Ravelry, an online knitting community that has more than 8 million members, last month announced that it would ban forum posts, projects, patterns and even profiles from users who supported President Trump or his administration.
"We cannot provide a space that is inclusive of all and also allow support for open white supremacy," the administrators of Ravelry posted on the site on June 23.
"Support of the Trump administration is undeniably support for white supremacy," the post added.
The administrators have maintained that they aren't endorsing Democrats or banning Republicans. Users who do support the administration have been told they can still participate -- they just can't voice their support on Ravelry.
Ravelry's move was met with both an outpouring of support from those who opposed the administration's policies and condemnation from those who support the president.
Ravelry is not the first online community to issue such an ultimatum to users.

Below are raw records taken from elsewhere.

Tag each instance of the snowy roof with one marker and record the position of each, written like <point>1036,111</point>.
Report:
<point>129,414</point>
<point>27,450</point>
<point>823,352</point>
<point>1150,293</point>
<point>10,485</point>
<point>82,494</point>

The roleplaying game portal RPGnet last fall issued a decree that support for President Trump would be banned on its forums.
"Support for elected hate groups aren't welcome here," the administrators posted. "We can't save the world, but we can protect and care for the small patch that is this board."

Is It Censorship?

The banning of conservative groups hasn't been limited to Ravelry or RPGnet. Facebook last fall announced that it had purged more than 800 U.S. accounts that it identified as flooding users with politically oriented spam.
However, some conservatives -- including Sen. Ted Cruz, R-Texas -- have argued that Facebook has unfairly targeted those expressing conservative opinions. Cruz this spring raised his concerns with representatives from Facebook and Twitter during the Senate Judiciary Subcommittee on Constitution's hearing, "Stifling Free Speech: Technological Censorship and the Public Discourse."
The threat of political censorship could be problematic due to the lack of transparency Cruz noted during the April hearing.
"If Big Tech wants to be partisan political speakers it has that right," he said, "but it has no entitlement to a special immunity from liability under Section 230 that The New York Times doesn't enjoy, that The Washington Post doesn't enjoy -- that nobody else enjoys other than Big Tech."

Understanding Section 230

Much of the debate revolves around Section 230 of the Communications Decency Act of 1996, the common name for Title V of the Telecommunications Act of 1996. As part of a landmark piece of Internet legislation in the United States, it provides immunity from liability for providers and users of an "interactive computer service" that publishes information provided by third-party users.
The law basically says that those who host or republish speech are not legally responsible for what others say and do. That includes not only Internet service providers (ISPs) such as Comcast or Verizon, but also any services that publish third-party content, which would include the likes of Facebook and Ravelry.
One of Section 230's authors, Sen. Ron Wyden, D-Ore., has countered that the law was intended to make sure that companies could moderate their respective websites without fear of lawsuits.

Striking a Balance

The divide online is of course just a mirror of the deep political divide in the U.S., and it is unlikely that legal wording will do much to heal it. Battle lines have been drawn, and both sides continue to dig in. The question is whether banning those with differing opinions actually helps or hurts matters.
There is an argument that this is simply defusing controversy and silencing the most extreme voices.
"It was once shared with me that intolerance of intolerance is intolerance," said Nathaniel Ivers, associate professor and chairman of the department of counseling at Wake Forest University.
"We often think of intolerance as an inherently negative thing; however, there are instances in which communities, groups and organizations are justified in establishing zero tolerance clauses for certain behaviors and ideologies," he told TechNewsWorld.
"The challenge, however, is that these clauses are innately rigid and may at times exclude ideas, attitudes and behaviors that are benign," Ivers added.
Then there is the concern of whether this is an issue of censorship. However, those who understand media law know that in the legal sense, censorship applies to the government and media. Private companies actually are within their rights to determine what is appropriate for their audiences.